Robert Grimm donne de la préparation de cette seconde conférence qui lui était confiée, les détails suivants dans ses souvenirs :

On ne saurait méconnaître les difficultés que le mouvement de Zimmerwald devait rencontrer dans la plupart des pays. L’écho qu’il trouva sur le plan international fut d’autant plus remarquable. Il annonçait l’avènement d’une nouvelle ère de l’histoire universelle ; à l’idéologie du passé s’opposait celle de l’époque née avec la guerre mondiale.
La Commission socialiste internationale chercha à établir un contact étroit entre les partis et les groupes affiliés. Elle publia un bulletin périodique paraissant en trois langues. Elle créa une commission élargie chargée d’examiner les questions importantes de politique internationale.
Mais elle ne bénéficiait pas de l’autorité dont avait joui la conférence. La convocation d’une deuxième conférence s’imposait, cela d’autant plus que les divergences de vues sur la voie à suivre dans l’action pour la paix subsistaient et se trouvaient encore accrues par suite de l’évolution des opérations militaires.

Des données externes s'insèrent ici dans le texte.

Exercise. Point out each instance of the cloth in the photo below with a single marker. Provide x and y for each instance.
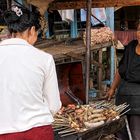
(67, 15)
(37, 133)
(129, 88)
(134, 123)
(97, 12)
(29, 95)
(129, 64)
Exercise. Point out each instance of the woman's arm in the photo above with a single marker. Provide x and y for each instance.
(114, 85)
(51, 90)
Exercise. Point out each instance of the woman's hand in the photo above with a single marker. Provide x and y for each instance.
(110, 94)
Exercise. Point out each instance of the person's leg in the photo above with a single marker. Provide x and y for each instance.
(39, 133)
(134, 124)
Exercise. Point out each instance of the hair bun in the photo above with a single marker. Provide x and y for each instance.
(10, 17)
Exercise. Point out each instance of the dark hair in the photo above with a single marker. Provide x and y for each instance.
(19, 23)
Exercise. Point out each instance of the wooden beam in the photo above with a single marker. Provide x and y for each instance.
(78, 4)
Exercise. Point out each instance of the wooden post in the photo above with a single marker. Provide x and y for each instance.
(88, 45)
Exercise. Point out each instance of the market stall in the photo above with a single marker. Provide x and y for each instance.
(60, 4)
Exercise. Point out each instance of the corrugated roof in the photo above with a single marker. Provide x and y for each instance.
(77, 4)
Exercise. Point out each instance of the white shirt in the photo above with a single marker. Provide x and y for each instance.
(29, 95)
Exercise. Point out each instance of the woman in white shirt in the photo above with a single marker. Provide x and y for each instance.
(29, 95)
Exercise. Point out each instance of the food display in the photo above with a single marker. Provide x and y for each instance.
(79, 118)
(101, 35)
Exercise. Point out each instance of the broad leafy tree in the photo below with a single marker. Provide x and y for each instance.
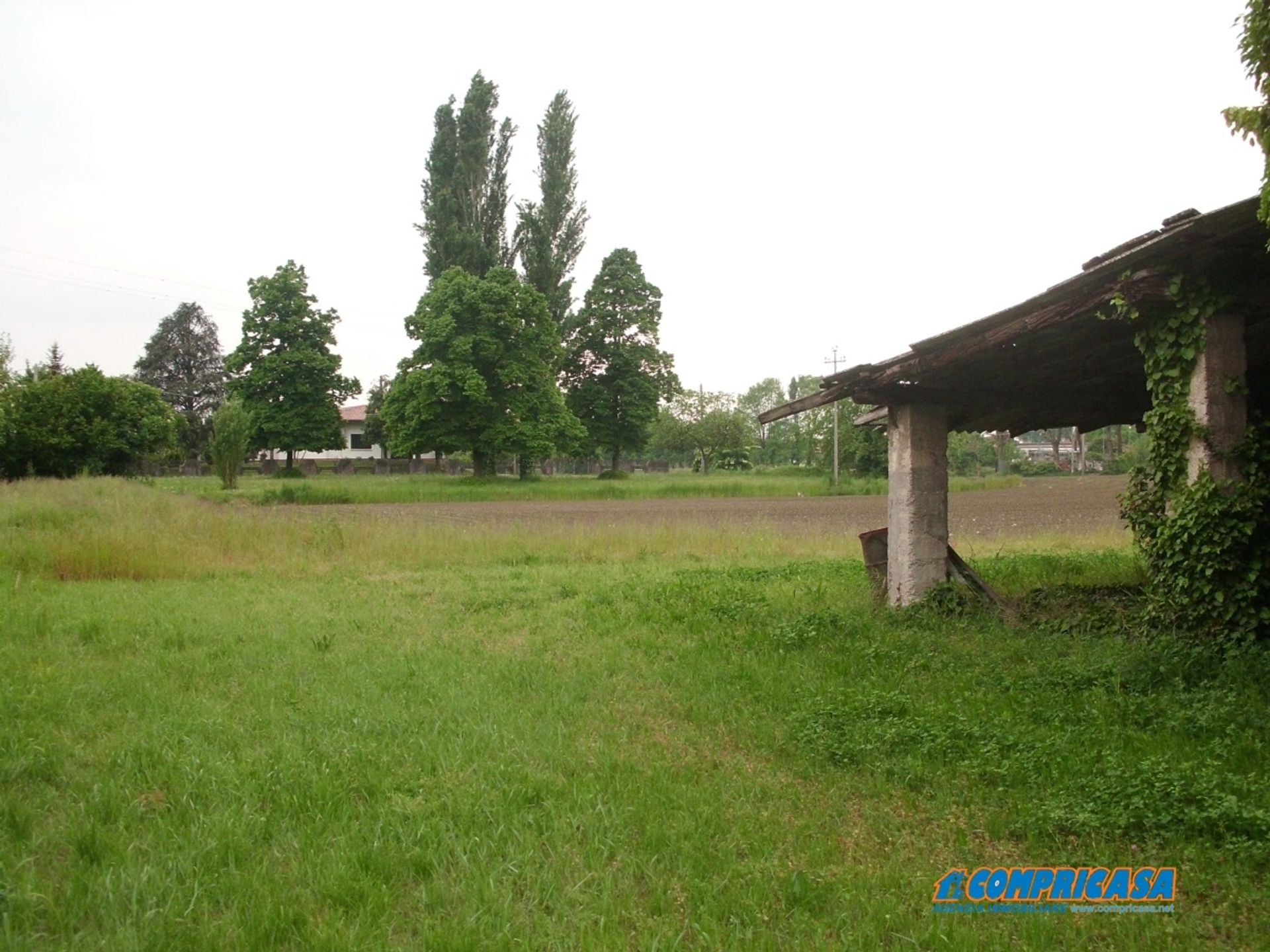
(615, 372)
(1253, 122)
(706, 424)
(549, 234)
(482, 377)
(83, 422)
(465, 192)
(183, 360)
(766, 395)
(285, 372)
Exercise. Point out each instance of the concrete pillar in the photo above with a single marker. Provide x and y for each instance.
(917, 500)
(1223, 415)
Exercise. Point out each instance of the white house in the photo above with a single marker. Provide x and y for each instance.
(353, 429)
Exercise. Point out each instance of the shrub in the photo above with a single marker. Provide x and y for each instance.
(232, 432)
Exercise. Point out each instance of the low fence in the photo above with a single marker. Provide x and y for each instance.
(402, 467)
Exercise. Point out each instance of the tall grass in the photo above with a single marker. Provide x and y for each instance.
(329, 489)
(247, 728)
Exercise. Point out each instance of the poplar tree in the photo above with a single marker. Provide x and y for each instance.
(465, 192)
(480, 379)
(183, 360)
(549, 233)
(615, 374)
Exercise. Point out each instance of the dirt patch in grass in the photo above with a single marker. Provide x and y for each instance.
(1061, 506)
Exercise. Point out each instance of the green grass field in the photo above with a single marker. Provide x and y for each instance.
(243, 728)
(331, 489)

La délégation russe surtout était divisée. Les adhérents bolchévistes du mouvement zimmerwaldien avaient créé un groupe la "gauche zimmerwaldienne" dont le chef était Lénine qui, à ce moment, vivait encore en Suisse comme émigré. Il fonda à Zurich un club de discussion dans l’intention d’organiser des échanges de vues avec les camarades zurichois.

Cette tentative ne semble pas avoir eu le succès escompté. Kroupskaia, la femme de Lénine, en fait, dans ses mémoires, la description que voici : "On se réunissait dans le petit café "Zum Adler", non loin de notre appartement. La première fois, une quarantaine de personnes y vinrent. Lénine parla de la situation et s’exprima d’une façon très tranchante. Bien que tous les participants fussent des internationalistes, les Suisses furent très irrités de cette façon cavalière de poser les problèmes. Je me souviens d’une intervention d’un représentant de la jeunesse suisse qui conseilla de ne pas se briser la tête contre les murs ! La fréquentation de nos assemblées diminua peu à peu. La quatrième fois il n’y eut plus que des Russes et des Polonais qui sortirent quelques boutades, puis rentrèrent chez eux."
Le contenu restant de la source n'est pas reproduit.